RNA editing is a crucial post-transcriptional mechanism that alters RNA sequences, impacting gene regulation and disease. This repository contains code for predicting adenosine-to-inosine (A-to-I) RNA editing sites using GPT-4o-mini with a continual fine-tuning (CFT) strategy.
We introduce a liver-specific dataset, where ADAR1 is the predominant enzyme, and train models progressively on editing thresholds (1%, 5%, 10%, 15%), improving classification accuracy compared to traditional fine-tuning methods.
- Liver-Specific RNA Editing Analysis: Avoiding confounding multi-tissue variability.
- Continual Fine-Tuning (CFT): Training the model step-by-step from low (1%) to high (15%) editing levels.
- Non-Overlapping Thresholds: Each site assigned a single editing category to improve classification accuracy.
- Improved Performance: Outperforms GPT-3.5 and static fine-tuning (SFT) models.
Our approach focuses on improving RNA editing site prediction using transformer-based models, specifically GPT-4o-mini, in a continual fine-tuning (CFT) paradigm. This methodology allows the model to progressively learn from lower to higher editing thresholds (1%, 5%, 10%, 15%), refining its understanding of RNA editing patterns.
We trained the model using a liver-specific dataset derived from GTEx, ensuring minimal interference from non-relevant ADAR isoforms. The training procedure included:
A) Data Collection & Preprocessing
- Extracting double-stranded RNA (dsRNA) structures from Alu elements.
- Annotating editing levels based on GTEx liver data.
- Predicting RNA secondary structures using ViennaRNA(RNAfold) and converting into Vienna format.
Data Partitioning
- Overlapping Sites: Multiple thresholds assigned per site (e.g., 1-5%, 5-10%).
- Non-Overlapping Sites: Each site belongs to one distinct threshold to ensure clearer distinctions.
B) RNA Editing as a Classification Problem
- Framing RNA editing site prediction as a binary classification task.

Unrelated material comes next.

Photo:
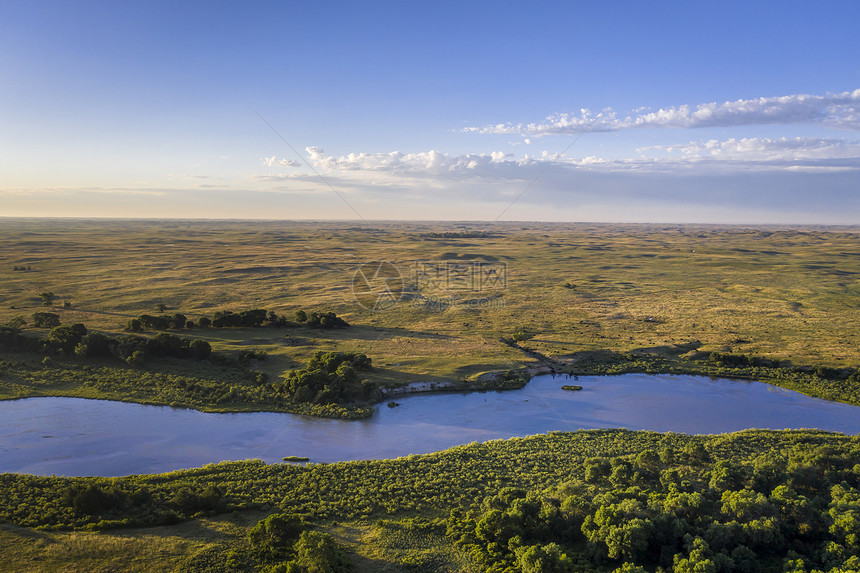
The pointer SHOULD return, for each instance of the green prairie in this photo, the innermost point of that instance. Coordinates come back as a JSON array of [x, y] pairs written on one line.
[[783, 293]]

- The model determines whether a given adenosine is edited (Yes/No) based on its sequence and structure.
- Training labels are derived from GTEx data, assigning a binary label to each adenosine.

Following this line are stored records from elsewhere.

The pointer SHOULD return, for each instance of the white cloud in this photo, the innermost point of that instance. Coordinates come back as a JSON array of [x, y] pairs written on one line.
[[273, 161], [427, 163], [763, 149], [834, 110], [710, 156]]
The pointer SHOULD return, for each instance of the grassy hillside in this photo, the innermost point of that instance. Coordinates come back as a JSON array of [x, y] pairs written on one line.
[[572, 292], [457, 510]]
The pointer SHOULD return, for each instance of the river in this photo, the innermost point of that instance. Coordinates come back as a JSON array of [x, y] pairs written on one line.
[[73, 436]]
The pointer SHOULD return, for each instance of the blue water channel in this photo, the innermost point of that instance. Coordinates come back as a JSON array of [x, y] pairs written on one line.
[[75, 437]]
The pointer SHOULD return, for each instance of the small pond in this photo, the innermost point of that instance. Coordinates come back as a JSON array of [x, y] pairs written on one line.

C) Comparing Fine-Tuning Strategies (SFT vs. CFT)
- Static Fine-Tuning (SFT): Training on a single threshold (e.g., only 15% editing).

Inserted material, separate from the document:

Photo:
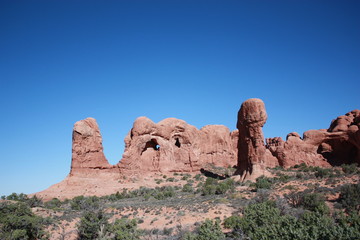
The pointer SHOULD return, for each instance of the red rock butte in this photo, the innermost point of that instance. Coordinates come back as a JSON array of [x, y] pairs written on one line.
[[172, 145]]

- Continual Fine-Tuning (CFT): Gradual training from low (1%) to high (15%) editing levels.
- CFT enables better adaptation across editing ranges, leading to more robust classification performance.
First, clone this repository.
You may use the file environment.yml
to create anaconda environment (python 3.8) with the required packages.
- Save the
environment.yml
file in your project directory, then run the following command:
conda env create -f environment.yml
- Activate the Environment:
conda activate A2IRnaEditing
For the classification task, data preparation involves extracting RNA sequences, computing secondary structures, and assigning editing labels for liver tissue. Classification Data Creation Script: This script generates the dsRNA structure and processes RNA sequences to classify editing sites based on their structural and sequence context.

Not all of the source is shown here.